João, quando souber onde actua «uma banda que integrasse um saxofonista adestrado nos mais afamados estabelecimentos de Las Vegas, um alaúdista vencedor do prémio “trinado de ouro”, um teclista atreito a surtos de grande mal epiléptico sobre o Hammond, um guitarrista da escola-as-minhas-seis-cordas-são-um-pôr-do-sol-em-Honolulu e um trio de doces rolas arrulhantes», agradecia-lhe que me avisasse.
Entretanto, você armou-me um tarantãtã do caraças com o clip "Introduction", dos Tindersticks. Felizmente consegui o CD para descansar a retina... abraço
"Mas (ainda) não é num texto "do Cohen". Lá chegarás..."
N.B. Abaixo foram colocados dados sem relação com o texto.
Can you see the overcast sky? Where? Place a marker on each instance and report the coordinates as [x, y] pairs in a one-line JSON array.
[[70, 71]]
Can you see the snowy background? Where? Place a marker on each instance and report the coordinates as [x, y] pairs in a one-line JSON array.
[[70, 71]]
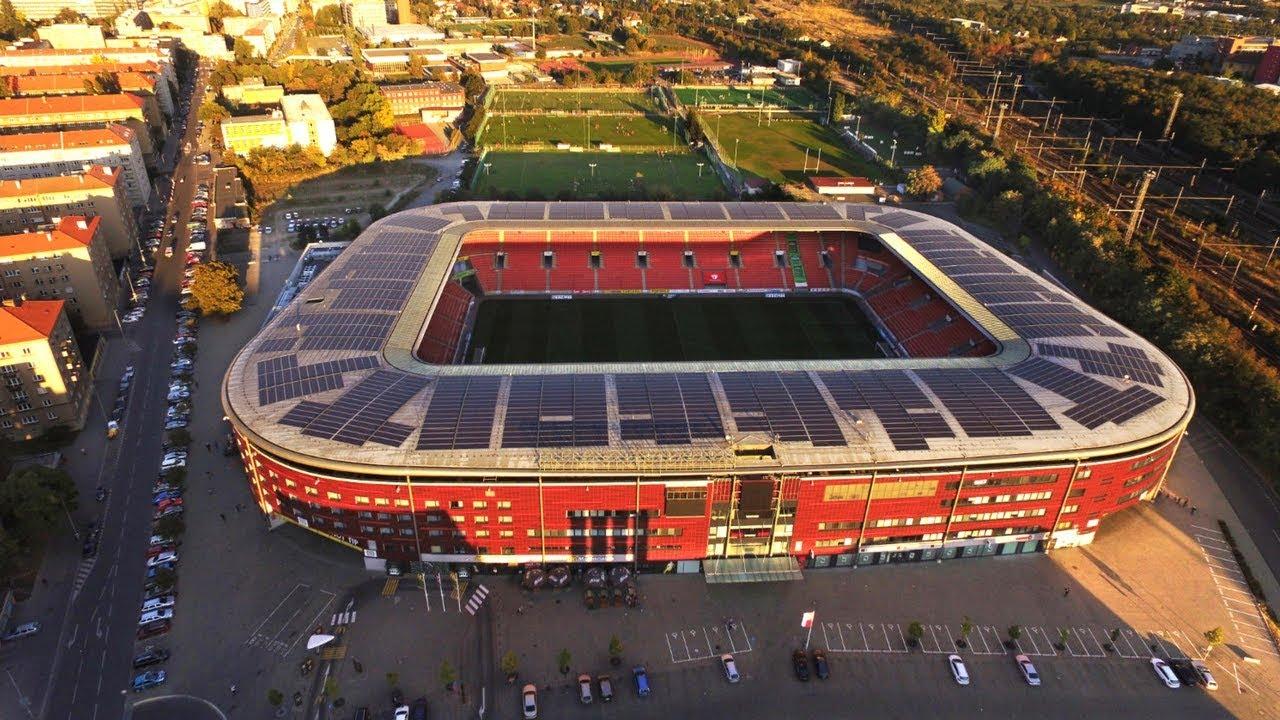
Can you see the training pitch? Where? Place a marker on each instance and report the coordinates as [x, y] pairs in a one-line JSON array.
[[638, 329]]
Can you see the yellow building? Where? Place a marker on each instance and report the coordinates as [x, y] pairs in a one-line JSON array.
[[97, 192], [42, 370], [68, 261]]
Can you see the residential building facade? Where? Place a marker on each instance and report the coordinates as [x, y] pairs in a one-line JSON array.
[[97, 192], [68, 261], [46, 382], [46, 154]]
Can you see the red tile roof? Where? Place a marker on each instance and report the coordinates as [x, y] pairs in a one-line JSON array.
[[33, 319], [94, 137], [96, 176], [72, 233]]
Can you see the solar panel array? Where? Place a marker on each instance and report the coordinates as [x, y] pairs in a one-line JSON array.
[[906, 414], [282, 378], [786, 405], [461, 414], [668, 409], [986, 402], [1121, 361], [556, 411], [1096, 402], [362, 414]]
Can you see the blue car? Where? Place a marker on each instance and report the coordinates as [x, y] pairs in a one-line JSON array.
[[147, 680]]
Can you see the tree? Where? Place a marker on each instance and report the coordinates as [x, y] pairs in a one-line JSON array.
[[215, 288], [923, 182], [33, 500], [1215, 637], [448, 674], [914, 632], [508, 664], [170, 527]]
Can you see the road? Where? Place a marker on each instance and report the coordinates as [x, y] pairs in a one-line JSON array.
[[92, 664]]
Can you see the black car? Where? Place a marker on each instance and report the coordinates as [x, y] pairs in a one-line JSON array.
[[800, 662], [819, 665], [150, 656]]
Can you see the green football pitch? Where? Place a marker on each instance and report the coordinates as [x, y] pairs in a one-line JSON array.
[[639, 329]]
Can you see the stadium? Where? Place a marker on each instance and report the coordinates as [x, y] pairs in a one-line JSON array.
[[725, 387]]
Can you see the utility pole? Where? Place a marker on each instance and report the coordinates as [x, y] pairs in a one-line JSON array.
[[1147, 176], [1173, 113], [1000, 121]]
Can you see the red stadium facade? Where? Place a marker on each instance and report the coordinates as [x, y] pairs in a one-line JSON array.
[[1009, 418]]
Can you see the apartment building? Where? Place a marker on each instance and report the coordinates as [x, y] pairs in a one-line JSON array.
[[68, 261], [48, 154], [45, 379], [97, 192]]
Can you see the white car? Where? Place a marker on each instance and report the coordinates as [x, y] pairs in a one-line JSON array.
[[529, 701], [169, 556], [1165, 673], [159, 602], [730, 668], [958, 670], [1210, 683], [1028, 670], [165, 614]]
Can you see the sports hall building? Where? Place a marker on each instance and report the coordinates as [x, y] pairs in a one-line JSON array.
[[1002, 417]]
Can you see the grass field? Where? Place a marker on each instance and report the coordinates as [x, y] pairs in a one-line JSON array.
[[572, 100], [621, 131], [617, 176], [636, 329], [776, 151], [789, 98]]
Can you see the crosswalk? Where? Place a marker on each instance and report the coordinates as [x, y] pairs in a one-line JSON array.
[[478, 598]]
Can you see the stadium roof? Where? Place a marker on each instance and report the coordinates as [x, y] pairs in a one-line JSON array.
[[333, 381]]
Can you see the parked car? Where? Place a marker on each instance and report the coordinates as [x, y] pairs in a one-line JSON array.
[[1027, 669], [147, 680], [800, 665], [22, 630], [958, 669], [150, 656], [1165, 673], [529, 701], [641, 679], [730, 668]]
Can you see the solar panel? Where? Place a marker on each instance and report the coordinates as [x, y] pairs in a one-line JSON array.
[[668, 409], [282, 378], [1096, 402], [810, 212], [364, 413], [635, 210], [556, 411], [461, 414], [576, 212], [986, 402], [786, 405], [1120, 361], [906, 414], [277, 343]]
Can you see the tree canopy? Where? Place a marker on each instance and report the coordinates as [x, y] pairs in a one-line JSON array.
[[215, 288]]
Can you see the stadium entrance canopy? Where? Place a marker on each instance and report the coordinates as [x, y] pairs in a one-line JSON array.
[[750, 570]]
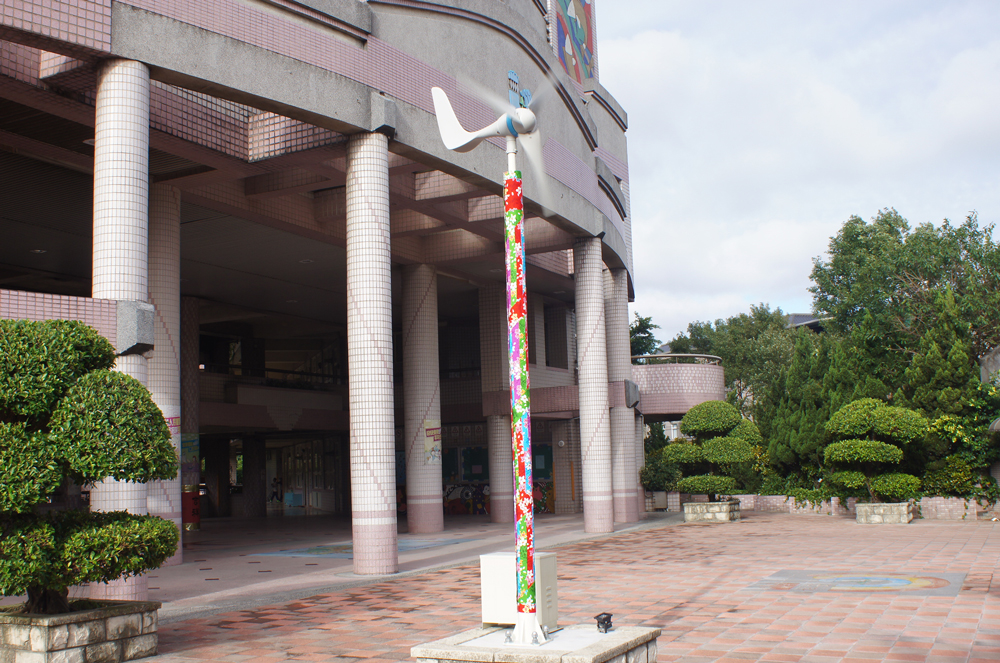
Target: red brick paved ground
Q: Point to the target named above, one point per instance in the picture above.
(690, 580)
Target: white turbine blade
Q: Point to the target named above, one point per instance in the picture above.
(500, 105)
(532, 147)
(453, 135)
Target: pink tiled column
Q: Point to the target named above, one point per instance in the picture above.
(640, 461)
(190, 410)
(422, 400)
(495, 377)
(120, 249)
(369, 356)
(592, 362)
(163, 498)
(623, 471)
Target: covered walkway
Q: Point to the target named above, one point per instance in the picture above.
(775, 587)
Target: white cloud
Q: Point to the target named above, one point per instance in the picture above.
(757, 129)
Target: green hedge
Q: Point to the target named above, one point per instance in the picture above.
(65, 415)
(710, 419)
(707, 484)
(108, 426)
(747, 430)
(39, 361)
(30, 468)
(862, 451)
(895, 487)
(66, 548)
(869, 417)
(727, 451)
(682, 453)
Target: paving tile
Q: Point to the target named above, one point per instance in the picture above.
(695, 583)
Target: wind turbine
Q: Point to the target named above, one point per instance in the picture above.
(516, 124)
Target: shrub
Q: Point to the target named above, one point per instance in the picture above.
(707, 484)
(954, 478)
(710, 419)
(876, 434)
(64, 415)
(727, 451)
(726, 446)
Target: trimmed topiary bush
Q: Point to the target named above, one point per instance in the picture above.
(710, 419)
(723, 446)
(65, 416)
(876, 435)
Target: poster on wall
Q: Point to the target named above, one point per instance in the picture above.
(574, 35)
(432, 442)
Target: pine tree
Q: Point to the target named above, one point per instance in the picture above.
(941, 379)
(796, 444)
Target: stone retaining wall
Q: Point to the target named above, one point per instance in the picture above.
(885, 513)
(122, 631)
(948, 508)
(712, 512)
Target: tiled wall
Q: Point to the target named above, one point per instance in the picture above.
(83, 24)
(101, 314)
(675, 388)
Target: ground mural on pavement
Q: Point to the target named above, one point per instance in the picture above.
(937, 584)
(345, 550)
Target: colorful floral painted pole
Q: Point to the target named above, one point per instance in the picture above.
(520, 408)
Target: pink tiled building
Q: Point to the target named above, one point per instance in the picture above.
(250, 199)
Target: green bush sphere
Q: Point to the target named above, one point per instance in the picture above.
(862, 451)
(955, 478)
(65, 416)
(707, 484)
(896, 487)
(682, 453)
(747, 430)
(710, 419)
(108, 426)
(39, 361)
(875, 436)
(30, 469)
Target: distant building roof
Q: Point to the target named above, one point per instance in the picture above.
(809, 320)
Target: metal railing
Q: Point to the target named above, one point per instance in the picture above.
(678, 358)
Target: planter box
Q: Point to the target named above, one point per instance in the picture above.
(712, 512)
(830, 507)
(120, 631)
(875, 513)
(948, 508)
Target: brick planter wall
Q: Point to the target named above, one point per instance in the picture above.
(948, 508)
(712, 512)
(121, 631)
(830, 507)
(874, 514)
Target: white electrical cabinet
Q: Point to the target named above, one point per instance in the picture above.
(498, 579)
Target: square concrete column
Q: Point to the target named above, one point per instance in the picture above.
(120, 268)
(190, 413)
(163, 498)
(592, 362)
(566, 465)
(623, 472)
(422, 400)
(640, 462)
(369, 356)
(495, 377)
(254, 477)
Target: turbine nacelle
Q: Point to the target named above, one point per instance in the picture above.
(512, 124)
(519, 124)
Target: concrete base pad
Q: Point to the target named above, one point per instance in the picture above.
(572, 644)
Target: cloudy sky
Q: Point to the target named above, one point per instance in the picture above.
(757, 128)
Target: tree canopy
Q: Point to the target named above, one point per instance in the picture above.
(65, 416)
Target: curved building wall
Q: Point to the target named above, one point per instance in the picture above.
(670, 390)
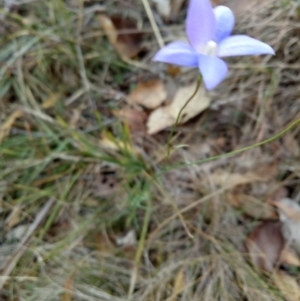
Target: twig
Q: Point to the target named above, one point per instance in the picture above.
(154, 26)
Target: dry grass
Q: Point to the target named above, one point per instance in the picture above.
(60, 72)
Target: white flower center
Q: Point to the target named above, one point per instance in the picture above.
(210, 49)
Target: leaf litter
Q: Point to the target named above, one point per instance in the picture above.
(221, 201)
(166, 116)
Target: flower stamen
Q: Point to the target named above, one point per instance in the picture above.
(210, 49)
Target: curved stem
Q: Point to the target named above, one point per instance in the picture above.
(179, 115)
(240, 150)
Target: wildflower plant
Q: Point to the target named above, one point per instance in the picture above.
(209, 33)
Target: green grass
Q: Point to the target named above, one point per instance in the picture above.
(54, 73)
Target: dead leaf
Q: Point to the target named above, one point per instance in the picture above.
(164, 117)
(123, 34)
(252, 206)
(159, 119)
(149, 94)
(50, 101)
(128, 240)
(68, 286)
(13, 218)
(287, 285)
(290, 258)
(168, 9)
(291, 145)
(289, 209)
(134, 118)
(179, 284)
(163, 7)
(5, 128)
(223, 178)
(265, 244)
(289, 214)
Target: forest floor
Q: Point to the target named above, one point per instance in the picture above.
(103, 199)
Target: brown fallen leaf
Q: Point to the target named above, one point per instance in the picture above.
(13, 218)
(265, 244)
(163, 7)
(287, 285)
(168, 9)
(123, 35)
(252, 206)
(50, 101)
(289, 257)
(5, 128)
(289, 213)
(150, 94)
(164, 117)
(68, 286)
(223, 178)
(134, 118)
(179, 284)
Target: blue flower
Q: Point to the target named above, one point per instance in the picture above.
(209, 32)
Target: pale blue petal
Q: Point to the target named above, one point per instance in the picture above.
(243, 45)
(213, 70)
(200, 23)
(224, 22)
(178, 53)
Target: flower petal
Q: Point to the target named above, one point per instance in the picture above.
(224, 22)
(178, 53)
(213, 70)
(243, 45)
(200, 23)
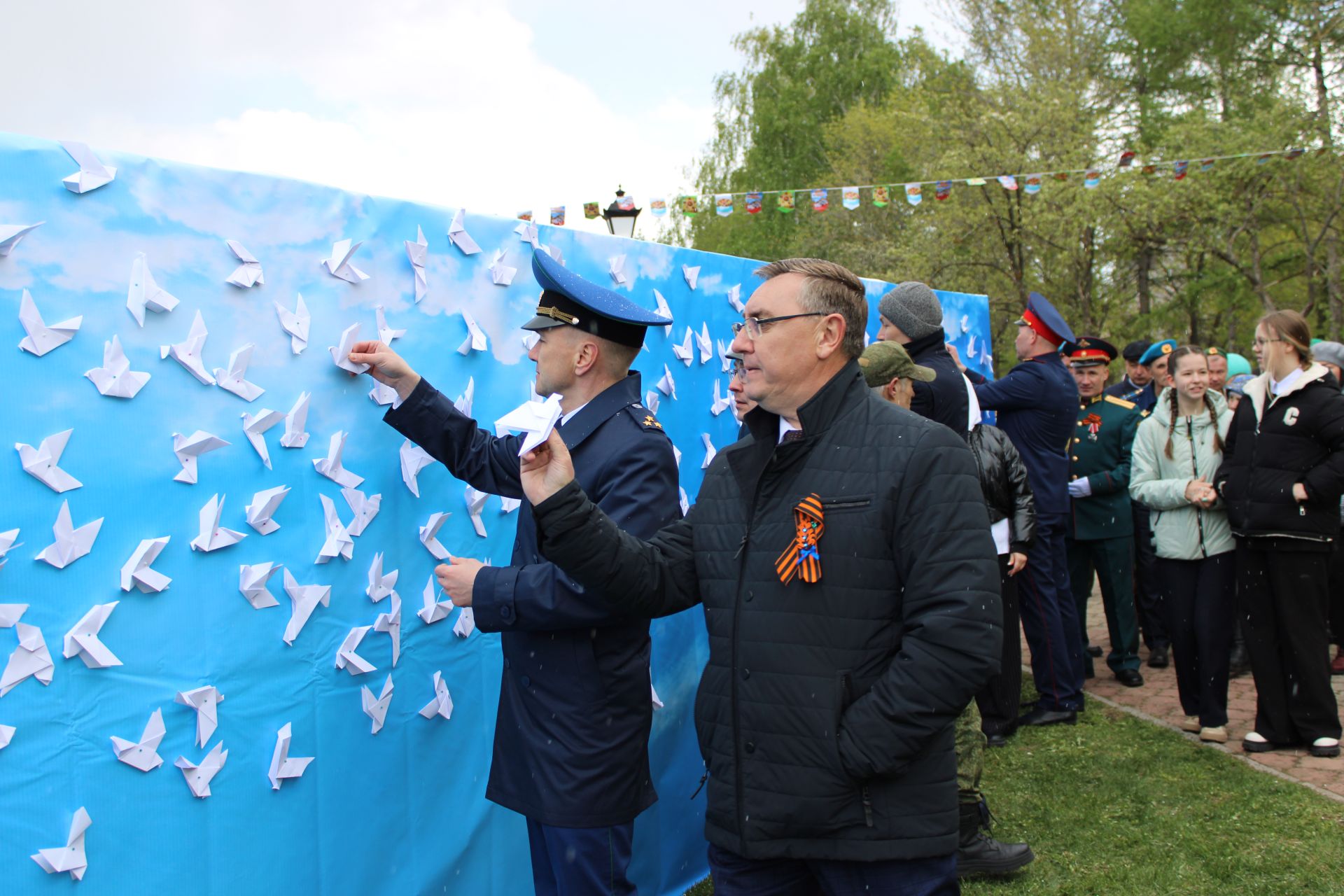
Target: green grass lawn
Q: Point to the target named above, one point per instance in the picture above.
(1117, 806)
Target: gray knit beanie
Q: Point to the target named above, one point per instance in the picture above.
(913, 308)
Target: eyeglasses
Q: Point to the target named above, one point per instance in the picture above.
(755, 326)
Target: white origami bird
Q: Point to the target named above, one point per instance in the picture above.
(136, 571)
(249, 272)
(339, 264)
(70, 543)
(43, 463)
(41, 339)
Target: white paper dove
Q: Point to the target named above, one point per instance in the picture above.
(305, 599)
(475, 340)
(143, 754)
(211, 535)
(71, 856)
(41, 339)
(500, 273)
(433, 610)
(295, 422)
(204, 701)
(331, 465)
(365, 508)
(249, 272)
(346, 656)
(144, 293)
(200, 777)
(534, 418)
(419, 255)
(43, 463)
(136, 571)
(429, 535)
(377, 710)
(339, 264)
(337, 542)
(70, 543)
(264, 507)
(115, 378)
(190, 448)
(442, 703)
(414, 458)
(296, 323)
(13, 234)
(92, 174)
(30, 659)
(234, 379)
(458, 237)
(188, 352)
(281, 763)
(253, 583)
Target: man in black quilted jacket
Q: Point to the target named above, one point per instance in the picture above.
(843, 555)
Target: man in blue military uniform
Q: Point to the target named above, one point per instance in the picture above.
(1101, 527)
(1038, 409)
(575, 711)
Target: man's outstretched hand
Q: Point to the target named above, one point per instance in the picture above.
(546, 469)
(386, 367)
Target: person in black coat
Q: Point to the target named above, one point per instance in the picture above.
(575, 711)
(1281, 477)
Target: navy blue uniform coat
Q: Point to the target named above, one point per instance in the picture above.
(574, 716)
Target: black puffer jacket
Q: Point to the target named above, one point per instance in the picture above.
(825, 710)
(1276, 442)
(1003, 479)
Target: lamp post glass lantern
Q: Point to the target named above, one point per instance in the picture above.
(620, 216)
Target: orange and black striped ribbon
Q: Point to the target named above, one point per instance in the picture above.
(802, 556)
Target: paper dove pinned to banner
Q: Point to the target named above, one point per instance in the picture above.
(213, 536)
(339, 264)
(200, 777)
(43, 463)
(249, 272)
(190, 448)
(281, 763)
(136, 571)
(419, 255)
(204, 701)
(295, 422)
(41, 339)
(377, 710)
(71, 856)
(305, 599)
(188, 352)
(30, 659)
(70, 543)
(143, 754)
(458, 237)
(264, 507)
(253, 584)
(442, 703)
(115, 378)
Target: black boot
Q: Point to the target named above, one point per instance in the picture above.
(979, 853)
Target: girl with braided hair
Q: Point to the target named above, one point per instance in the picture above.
(1176, 453)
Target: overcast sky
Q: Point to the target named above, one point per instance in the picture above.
(496, 106)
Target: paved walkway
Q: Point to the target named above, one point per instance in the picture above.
(1158, 699)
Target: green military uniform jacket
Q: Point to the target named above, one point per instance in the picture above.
(1100, 453)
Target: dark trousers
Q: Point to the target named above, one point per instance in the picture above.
(1000, 697)
(1200, 601)
(1282, 598)
(1050, 618)
(1113, 561)
(581, 862)
(738, 876)
(1148, 594)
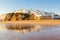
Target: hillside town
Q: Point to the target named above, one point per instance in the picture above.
(30, 14)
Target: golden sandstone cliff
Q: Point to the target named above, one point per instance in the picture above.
(29, 15)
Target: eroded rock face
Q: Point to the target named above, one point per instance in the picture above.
(16, 16)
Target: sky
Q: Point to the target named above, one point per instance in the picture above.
(7, 6)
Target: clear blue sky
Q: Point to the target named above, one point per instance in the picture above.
(45, 5)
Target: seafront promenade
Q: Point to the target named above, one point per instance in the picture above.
(34, 22)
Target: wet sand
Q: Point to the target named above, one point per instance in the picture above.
(34, 22)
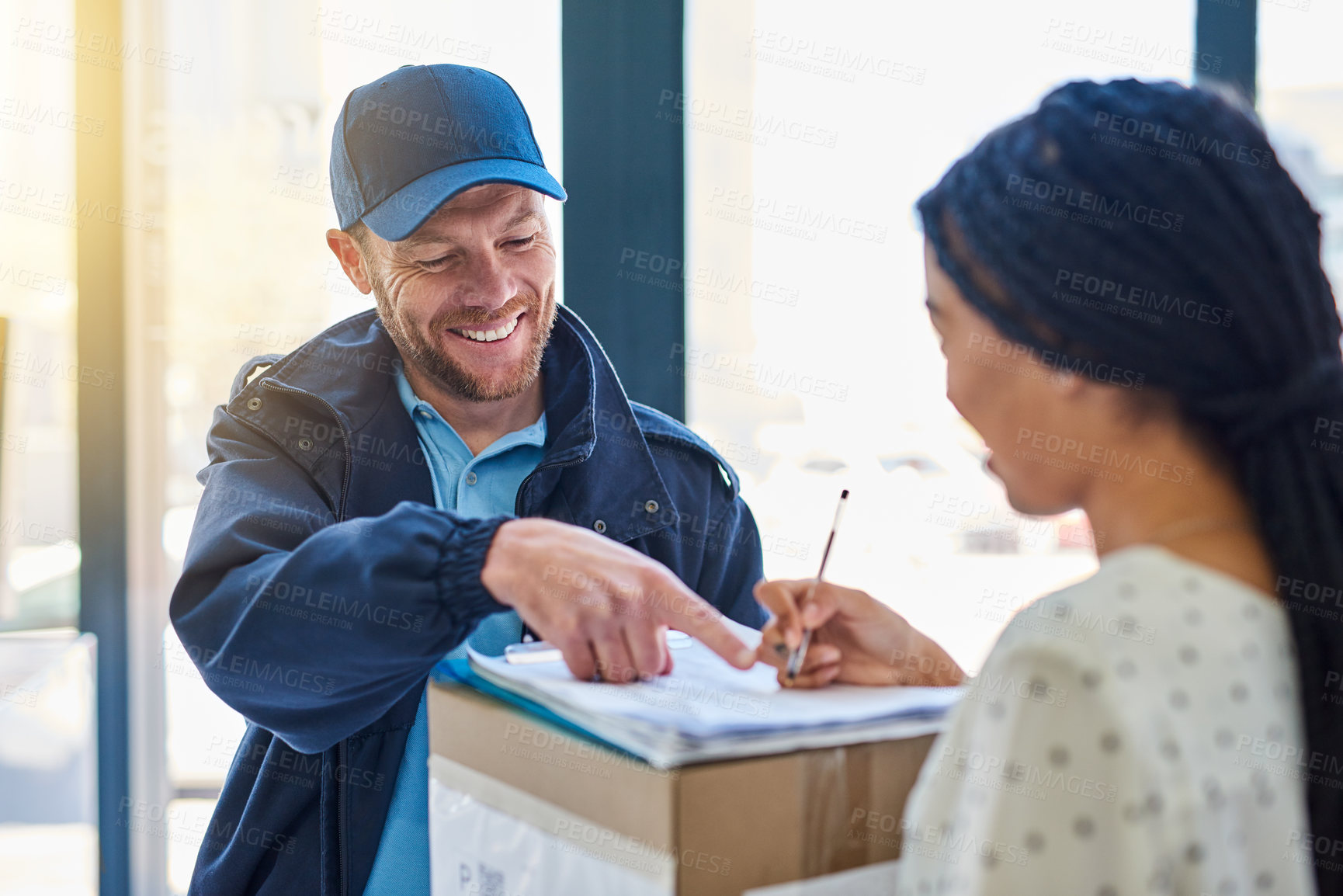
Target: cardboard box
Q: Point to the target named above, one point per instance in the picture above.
(708, 829)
You're too kind. ;) Esqueci-me das aspas, evidentemente. Mas isso de eu me esquecer de coisas ainda há-de fazer correr muita gargalhada... :D
"João, quando souber..."
Será o primeiro a saber.
Pelos vistos a maior-idade significa a maior-tolerância. Apreciar e comentar o passado mais do que a actualidade. O Cohen esteve tão rouco e degradado (infelizmente) quanto a Amália nos seus últimos concertos. Ainda assim, é motivo de elogio em vez de crítica.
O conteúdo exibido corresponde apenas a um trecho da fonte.